Dopo il successo della trilogia di Saw, è scattata la moda dei thriller psicologici grondanti sangue. Come frequentemente avviene, questi tentativi di sfruttamento dell'effetto scia non sempre portano a risultati di qualità, e spesso gli spettatori si trovano davanti dei film fotocopia, che non brillano certo per originalità, e nemmeno per maestria tecnica.
Il sospetto che anche questo Captivity, ultimo di un'interminabile serie, sia destinato ad allungare la lista delle già tante pellicole horror di cui non si sentiva il bisogno è molto forte, e nonostante alla regia faccia bella mostra di sè l'altisonante nome di Roland Joffé (dai più ricordato per The Mission e La Lettera Scarlatta), è lecito non riporre troppe aspettative in questo lavoro, onde non subire l'ennesima cocente delusione.

Senza via di fuga

Un misterioso serial killer ha preso di mira Jennifer Tree, la modella più in auge di New York. La segue e la riprende con una telecamera, prima di rapirla e portarla nella casa delle torture che ha allestito ad uso e consumo della propria vittima: la giovane avrà infatti a disposizione parecchi dei propri vestiti, il necessaire per occuparsi del maquillage e, nel caso avesse dimenticato alcune sue, invero piuttosto antipatiche, dichiarazioni alla stampa, le sarà data la possibilità di rivedere le sue interviste più significative sugli schermi disseminati nel momentaneo domicilio. Tra le quattro mura spoglie della sua prigione altamente tecnologica, Jennifer verrà messa a confronto con ogni tipo di paura (la solitudine, il buio, la prospettiva di ritrovarsi col suo bel volto corroso dall'acido), finché non scoprirà che nella cella adiacente alla sua è incarcerato un altro giovane. L'avere accanto Gary le darà coraggio e insieme i due cercheranno di contrastare il terrificante omicida.

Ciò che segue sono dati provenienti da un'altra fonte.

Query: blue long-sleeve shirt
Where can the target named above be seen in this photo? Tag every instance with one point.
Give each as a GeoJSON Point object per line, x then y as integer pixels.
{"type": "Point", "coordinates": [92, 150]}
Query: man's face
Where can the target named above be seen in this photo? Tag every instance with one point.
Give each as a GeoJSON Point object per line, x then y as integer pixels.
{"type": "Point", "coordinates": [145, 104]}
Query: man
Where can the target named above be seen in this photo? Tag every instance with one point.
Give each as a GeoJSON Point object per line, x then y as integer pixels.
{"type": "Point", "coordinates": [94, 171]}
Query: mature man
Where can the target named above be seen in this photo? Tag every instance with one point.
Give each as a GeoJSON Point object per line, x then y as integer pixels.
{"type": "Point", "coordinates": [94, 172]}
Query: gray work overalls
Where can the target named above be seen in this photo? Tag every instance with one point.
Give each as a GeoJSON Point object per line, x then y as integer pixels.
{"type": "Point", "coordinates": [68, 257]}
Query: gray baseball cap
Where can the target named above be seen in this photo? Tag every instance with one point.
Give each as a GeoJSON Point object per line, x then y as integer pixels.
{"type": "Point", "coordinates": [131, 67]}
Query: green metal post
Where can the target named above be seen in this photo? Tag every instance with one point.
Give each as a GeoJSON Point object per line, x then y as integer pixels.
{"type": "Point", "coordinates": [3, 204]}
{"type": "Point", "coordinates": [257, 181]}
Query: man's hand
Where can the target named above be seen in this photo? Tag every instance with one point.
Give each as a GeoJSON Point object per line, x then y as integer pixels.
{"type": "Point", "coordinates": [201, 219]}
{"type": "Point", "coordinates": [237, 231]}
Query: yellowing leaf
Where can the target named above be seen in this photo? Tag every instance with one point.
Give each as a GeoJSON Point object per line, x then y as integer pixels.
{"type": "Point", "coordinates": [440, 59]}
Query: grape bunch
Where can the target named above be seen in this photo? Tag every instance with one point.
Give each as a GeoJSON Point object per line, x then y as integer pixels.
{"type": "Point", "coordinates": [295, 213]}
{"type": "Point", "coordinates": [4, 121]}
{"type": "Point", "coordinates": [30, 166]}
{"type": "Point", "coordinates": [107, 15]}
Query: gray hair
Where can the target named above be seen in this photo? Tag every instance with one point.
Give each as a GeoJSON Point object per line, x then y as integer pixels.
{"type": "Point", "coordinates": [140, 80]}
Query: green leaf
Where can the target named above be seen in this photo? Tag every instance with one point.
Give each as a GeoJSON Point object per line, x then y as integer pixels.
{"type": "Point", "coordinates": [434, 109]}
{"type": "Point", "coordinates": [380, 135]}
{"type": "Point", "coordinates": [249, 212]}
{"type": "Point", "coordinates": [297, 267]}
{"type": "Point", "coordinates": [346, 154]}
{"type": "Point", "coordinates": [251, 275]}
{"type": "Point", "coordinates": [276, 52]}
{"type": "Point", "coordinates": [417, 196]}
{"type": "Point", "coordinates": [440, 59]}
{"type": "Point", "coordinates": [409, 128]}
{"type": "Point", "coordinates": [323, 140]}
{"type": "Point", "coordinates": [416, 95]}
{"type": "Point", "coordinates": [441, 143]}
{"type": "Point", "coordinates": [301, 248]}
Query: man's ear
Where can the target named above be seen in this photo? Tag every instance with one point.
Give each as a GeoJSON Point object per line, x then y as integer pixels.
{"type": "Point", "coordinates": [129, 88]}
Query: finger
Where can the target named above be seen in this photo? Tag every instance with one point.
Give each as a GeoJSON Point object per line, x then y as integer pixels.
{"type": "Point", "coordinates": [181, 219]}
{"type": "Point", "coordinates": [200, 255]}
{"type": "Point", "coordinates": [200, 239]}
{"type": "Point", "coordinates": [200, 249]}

Lontani ricordi di un passato dorato

L’epoca in cui Roland Joffe trionfava con capolavori come Mission pare ormai lontana (non soltanto per il fatto che la pellicola risale al 1986), ed il regista sembra non aver ancora digerito i flop di Super Mario Bros. e Vatel. L'esordio al thriller gli è facilitato dallo sceneggiatore Larry Cohen (Cellular, In Linea con l'Assassino) che confeziona un prodotto claustrofobico, orrorifico e, a tratti, condito da scene piuttosto crude, nell'ovvio tentativo di compiacere gli appassionati del genere.
Purtroppo, però, la trama non riesce minimamente a esaudire le aspettative iniziali, perdendo progressivamente di pathos e scadendo addirittura, nel corso delle fasi finali, nel ridicolo. Durante la prima parte del film è possibile infatti percepire una sensazione di costante pericolo, non solo perchè le torture messe in atto dal mostro incappucciato sono girate con una discreta perizia, ma soprattutto perchè alcuni particolari sembrano voler delineare una precisa volontà, da parte del rapitore, di colpire nel vivo i simboli (la bellezza, il successo, il guadagno, rappresentati dall'affascinante protagonista) di una società fondata sull'immagine e sull'apparenza. Non sarà una trovata particolarmente innovativa, ma quantomeno è sintomo di un seppur minimo approfondimento psicologico, unitamente alla propensione del killer ai giochini sadici, volti ad illudere la propria vittima di avere una concreta possibilità di fuga per poi farla piombare sempre più nello sconforto. Peccato che nel secondo tempo il tutto inizi a vacillare, fino a cadere miseramente, insieme alle braccia dello spettatore, quando verranno esposte la natura e le motivazioni dell'assassino, del tutto diverse, e in maniera non certo sorprendente in positivo, da quelle di cui si era congetturato poc'anzi. Non regge neanche la storia d'amore che nasce tra le due vittime, e anzi viene da sorridere quando, improvvisamente incuranti del pericolo (nonchè della consapevolezza di essere spiati), si uniscono in un amplesso che non può che essere voluto e messo a punto dal killer.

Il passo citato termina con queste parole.